Readings from Lamott



The reading for Lamott discusses the building of character, plot and dialogue in an interesting fashion. The first part of the reading starts off with Polaroids. This section indicates that "writing a first draft is very much like watching a Polaroid develop." To paraphrase what Lamott is saying, we write and don't always know the whole picture until is fully developed.  I suppose that is true in a way. I sometimes write little stories in my spare time, and I typically have some sort of outline as to how I want the story line to flow but I don't always know what I want to put in the middle for details. He continues in describing that as the polaroid develops, you will see more of what wasn't initially seen. Writing is similar to this concept. You can write your first draft and you see what the full picture could be. You then go back and add and edit to create a full depiction of what you are trying to tell.
            The next section of the reading is Character. One part that caught my attention was when Lamott mentioned that he asked  Ethan Canin to tell him what the most valuable think he knew about writing. Canin's response was, " Nothing is as important as a likable narrator. Nothing holds a story together better." I agree to some extent. I think most writers write to have the main character liked by most readers. But if the story line is crappy, well you can lose interest real quickly if the author doesn't keep the account moving along.

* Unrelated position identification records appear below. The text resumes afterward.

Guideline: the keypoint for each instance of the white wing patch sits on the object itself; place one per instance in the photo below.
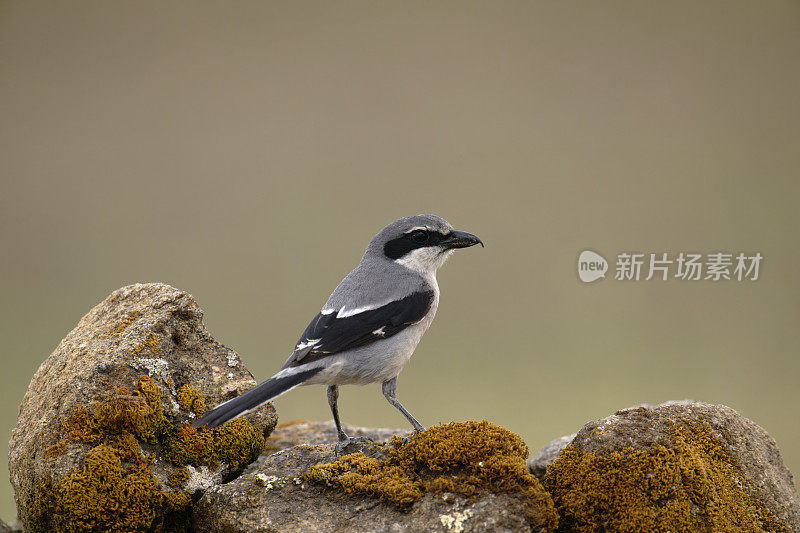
(344, 312)
(309, 342)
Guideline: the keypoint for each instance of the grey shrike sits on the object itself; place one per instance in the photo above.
(370, 325)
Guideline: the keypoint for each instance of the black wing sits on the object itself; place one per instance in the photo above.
(327, 334)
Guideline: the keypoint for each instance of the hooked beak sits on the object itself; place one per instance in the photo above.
(460, 239)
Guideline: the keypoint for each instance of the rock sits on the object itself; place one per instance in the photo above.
(680, 466)
(297, 432)
(547, 455)
(88, 418)
(279, 492)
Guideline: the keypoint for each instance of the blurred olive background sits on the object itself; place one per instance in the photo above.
(246, 152)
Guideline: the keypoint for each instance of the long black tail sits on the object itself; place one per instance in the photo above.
(251, 399)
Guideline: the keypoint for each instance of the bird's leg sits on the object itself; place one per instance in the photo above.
(389, 388)
(344, 440)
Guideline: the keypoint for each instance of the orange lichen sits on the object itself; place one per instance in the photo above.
(693, 485)
(115, 489)
(466, 458)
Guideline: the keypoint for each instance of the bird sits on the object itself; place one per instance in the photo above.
(370, 325)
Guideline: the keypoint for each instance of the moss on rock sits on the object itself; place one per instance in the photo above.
(467, 458)
(191, 400)
(692, 485)
(114, 488)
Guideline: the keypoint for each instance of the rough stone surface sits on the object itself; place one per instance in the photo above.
(270, 496)
(150, 329)
(547, 455)
(755, 452)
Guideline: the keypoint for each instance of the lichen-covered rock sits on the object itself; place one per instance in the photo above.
(459, 477)
(680, 466)
(101, 442)
(296, 432)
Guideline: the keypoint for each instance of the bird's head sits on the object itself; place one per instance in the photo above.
(421, 243)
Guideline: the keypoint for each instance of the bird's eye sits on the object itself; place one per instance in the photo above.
(419, 235)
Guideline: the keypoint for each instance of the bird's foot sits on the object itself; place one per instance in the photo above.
(407, 439)
(345, 442)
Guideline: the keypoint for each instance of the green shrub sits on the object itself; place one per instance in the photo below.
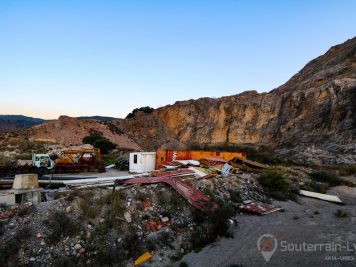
(183, 264)
(60, 224)
(342, 213)
(235, 196)
(211, 226)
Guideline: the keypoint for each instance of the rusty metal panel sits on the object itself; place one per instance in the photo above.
(163, 156)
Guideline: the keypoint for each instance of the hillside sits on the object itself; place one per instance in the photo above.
(310, 118)
(315, 107)
(9, 123)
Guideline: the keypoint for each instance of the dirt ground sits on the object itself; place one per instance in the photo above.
(311, 221)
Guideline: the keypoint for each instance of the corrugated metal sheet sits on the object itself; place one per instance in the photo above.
(163, 156)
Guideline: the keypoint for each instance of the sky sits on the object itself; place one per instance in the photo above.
(103, 57)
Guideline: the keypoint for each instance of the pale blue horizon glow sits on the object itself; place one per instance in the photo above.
(82, 58)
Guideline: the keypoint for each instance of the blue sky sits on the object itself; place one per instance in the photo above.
(109, 57)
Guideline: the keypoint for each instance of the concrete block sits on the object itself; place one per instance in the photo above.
(25, 181)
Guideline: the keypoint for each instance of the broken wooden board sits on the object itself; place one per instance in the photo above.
(259, 208)
(330, 198)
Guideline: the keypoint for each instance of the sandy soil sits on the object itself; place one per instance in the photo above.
(311, 221)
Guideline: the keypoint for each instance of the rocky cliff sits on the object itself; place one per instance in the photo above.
(312, 117)
(69, 131)
(317, 106)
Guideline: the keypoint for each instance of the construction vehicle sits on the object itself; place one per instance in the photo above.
(80, 160)
(40, 164)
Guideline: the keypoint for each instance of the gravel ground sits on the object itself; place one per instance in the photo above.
(311, 221)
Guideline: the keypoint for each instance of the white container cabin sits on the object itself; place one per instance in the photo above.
(141, 162)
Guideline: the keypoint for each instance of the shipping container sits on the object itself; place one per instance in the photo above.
(163, 156)
(141, 162)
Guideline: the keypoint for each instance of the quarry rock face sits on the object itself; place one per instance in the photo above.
(71, 131)
(315, 107)
(310, 117)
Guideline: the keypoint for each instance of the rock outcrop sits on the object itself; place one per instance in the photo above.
(314, 111)
(69, 131)
(315, 106)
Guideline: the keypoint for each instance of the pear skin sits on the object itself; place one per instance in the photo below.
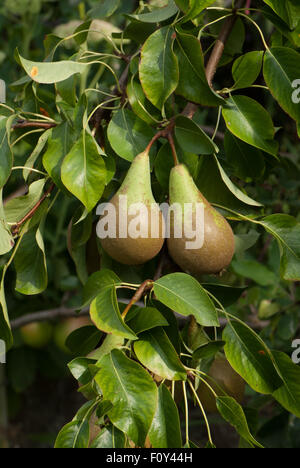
(218, 248)
(150, 221)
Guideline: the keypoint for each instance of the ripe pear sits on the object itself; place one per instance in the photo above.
(218, 246)
(147, 224)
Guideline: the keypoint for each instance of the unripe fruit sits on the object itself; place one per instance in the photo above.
(37, 335)
(226, 377)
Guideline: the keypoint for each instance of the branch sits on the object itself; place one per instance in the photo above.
(15, 229)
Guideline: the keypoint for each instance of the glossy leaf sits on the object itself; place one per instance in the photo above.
(155, 351)
(183, 293)
(128, 134)
(281, 72)
(250, 122)
(193, 84)
(106, 315)
(132, 392)
(165, 430)
(250, 358)
(192, 138)
(83, 171)
(286, 230)
(246, 69)
(159, 73)
(233, 413)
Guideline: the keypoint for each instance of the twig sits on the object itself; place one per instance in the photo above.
(15, 229)
(145, 286)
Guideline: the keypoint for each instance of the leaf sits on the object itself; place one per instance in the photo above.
(155, 351)
(247, 162)
(193, 84)
(6, 161)
(157, 15)
(250, 122)
(30, 264)
(76, 434)
(146, 318)
(84, 340)
(289, 11)
(250, 358)
(83, 171)
(183, 293)
(281, 71)
(106, 315)
(159, 72)
(208, 350)
(60, 143)
(192, 138)
(52, 72)
(17, 208)
(109, 437)
(289, 394)
(132, 392)
(286, 230)
(128, 134)
(97, 282)
(246, 69)
(234, 189)
(165, 430)
(233, 413)
(103, 8)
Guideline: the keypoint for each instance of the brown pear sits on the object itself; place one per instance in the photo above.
(216, 250)
(140, 229)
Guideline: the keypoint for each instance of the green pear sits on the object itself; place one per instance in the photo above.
(217, 248)
(140, 230)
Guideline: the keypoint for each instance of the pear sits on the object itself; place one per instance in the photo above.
(218, 246)
(144, 233)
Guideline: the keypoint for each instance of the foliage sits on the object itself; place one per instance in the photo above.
(77, 112)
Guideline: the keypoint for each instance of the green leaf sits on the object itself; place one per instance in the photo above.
(246, 69)
(132, 392)
(289, 394)
(30, 264)
(165, 430)
(83, 171)
(246, 161)
(281, 71)
(60, 143)
(183, 293)
(193, 84)
(250, 358)
(146, 318)
(286, 230)
(6, 161)
(106, 315)
(109, 437)
(16, 209)
(250, 122)
(76, 434)
(159, 72)
(288, 10)
(128, 134)
(103, 8)
(157, 15)
(52, 72)
(233, 413)
(97, 282)
(155, 351)
(208, 350)
(192, 138)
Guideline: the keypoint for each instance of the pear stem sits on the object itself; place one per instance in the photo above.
(145, 286)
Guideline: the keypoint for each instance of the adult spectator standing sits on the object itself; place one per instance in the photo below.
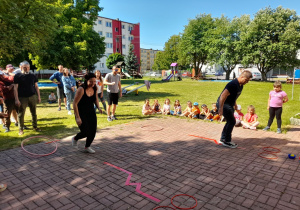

               The next portion is Plot. A section that really was so truthful was a statement by Carolyn Chute. " I feel like a lot of the time my writing is like having about twenty boxes of Christmas decoration. But no tree. Your going, Where do I put this? Then they go, Okay, you can have a tree, but we'll blindfold you and you gotta cut it down with a spoon." Lamott says that a lot of their writings start in this fashion.  I can see where a lot of writers would feel this way. I have a few novels that I work on in my spare time, and I have all of these notes of what I want to happen and in some form of an order, but I can't seem to connect the ideas right away.
            The final section by Lamott is Dialogue. The most that I got out of this section is that we are supposed to not let your writing sound too uptight. He explains how some of his student's will read a section of their writing and then will be surprised because "the dialogue looked Okay on paper, yet now it sounds as if it were poorly translated from their native Hindi." I think that good writing usually comes when the writer fully describes the scene occurring. When the reader can fully imagine the scene being illustrated he/she can understand the dialogue much more.
 

1 comment:

  1. Great, maybe include some discussion of the fiction stories.